# new 72g bow tank, hope all my fish survive



## geaux xman (Jan 24, 2010)

i had just discovered this board and wasnt aware of the intricacy of setting up a new tank. basically all i did was add water, the chlorine remover, and had let it run thru a new AquaClear 110 filter for a day. On Wed, I added 6 Koi's I already had. Thursday, a new goldfish and a very small 1" fantail. Saturday, I added another Koi, 4 Corys, 1 rubberlip pleco, and another 3" Pleco.

All total:
7 Koi's
2 goldfish
4 Cory
1 rubber pleco
1 regular pleco









I'm just starting to read here to learn more about properly setting up an aquarium. Any quick and much needed suggestions?


----------



## pinetree (Nov 29, 2009)

First you should read about cycling your tank. You can start with this thread

http://www.fishforums.com/forum/beg...posting-if-your-fish-dying-your-new-tank.html

You are very overstocked for a brand new tank. You will probably have to do a lot of water changes to control buildup of ammonia and nitrite while it goes through cycling. If you don't have a test kit, you should invest in one.

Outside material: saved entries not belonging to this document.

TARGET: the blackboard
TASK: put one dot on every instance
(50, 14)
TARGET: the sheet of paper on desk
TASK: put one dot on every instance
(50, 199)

Also, are you sure you have 7 koi? Koi are pond fish and grow to be a few feet long. I would suggest re-homing them if they are koi. Even if they're comet or common goldfish, you have way too many for the size of your tank. Goldfish require around at least 15-20 gallons per mature fish.

In addition, I would not suggest mixing tropical fish with goldfish. Tropicals require warmer temperatures than goldfish. Also plecos aren't good to mix with fancy goldfish like your fantails, they will suck the slimecoat off of slow moving goldfish.


----------



## geaux xman (Jan 24, 2010)

i'm at work right now, but will double check the ID of each fish as the majority of them was given to me. i'm very new to this.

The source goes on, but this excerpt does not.